Sam Lee is a marketing manager and property consultant at JML Property. JML was established in 1994 and offers Investment Property & Homes. It specializes in managing properties for owners and investors, and providing attractive and comfortable homes for tenants.
Those intent on peering into the Macau market’s future often try their luck by looking next door to Hong Kong. Macau’s market has tended to track Hong Kong’s with a lag, both in terms of price trends and policy changes. Although there are notable differences in demographics and economics, money moves a lot faster in Hong Kong’s property market and the market sentiments in Hong Kong tend to spill over into Macau.
Hong Kong’s market has come off of a longstanding bull-rally late 2018 and analysts predict a strong correction in prices in 2019. Both prices and transaction volumes have fallen since December 2018. Is this what is in store for Macau?
Whatever happens in Hong Kong it will no doubt impact Macau, but it’s far from certain that the same thing will happen here.

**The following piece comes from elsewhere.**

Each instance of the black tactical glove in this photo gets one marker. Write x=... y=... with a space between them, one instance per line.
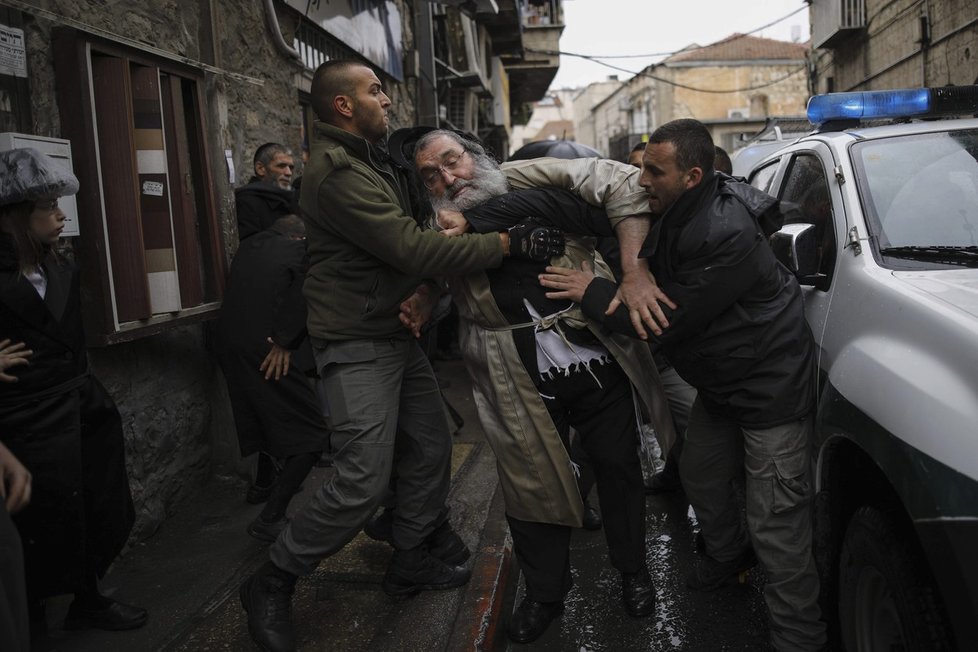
x=531 y=241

Firstly, Macau’s property market is not as ‘frothy’ with speculation as the Hong Kong market. Also, hoarding of empty flats by developers is not a big factor in Macau, so the government introducing a ‘vacancy tax’, in the unlikely event that they decide to do so at all, will not have the same incentive for developers to slash prices and offload their stock quickly.
Over the last fifteen years, Macau’s property market has definitely been on a journey. Some describe the journey has ‘profitable’. Others might describe it as ‘absurd’. No matter how you see it, there is one word that cannot be used to describe what has happened – predictable.
One of my favourite authors, a Lebanese-American academic named Nassim Nicholas Taleb often talks about “Black Swans”. A Black Swan Event is a random and unexpected event that has a massive impact. Looking back at the last 20 years, we can recognise that the events that have had an impact on the market were mostly things that could not have been reasonably foreseen. SARS. 2008. Beijing’s random fits of VISA policy regulations and money laundering crackdowns. Trump. The trade-war. Macau potentially earning the status of the ‘richest place on the planet’ with the highest GDP per capita by 2020. If we could have foreseen any of these events with any certainty in year 2000, we would all have much fatter wallets by now.
Many have ‘predicted’ that the opening of the HZMB will massively boost property prices in both Hong Kong and Macau. The bridge has been operational for a couple of months now, and although we are yet to see the long-term effects, the market has generally greeted the grand opening with crickets.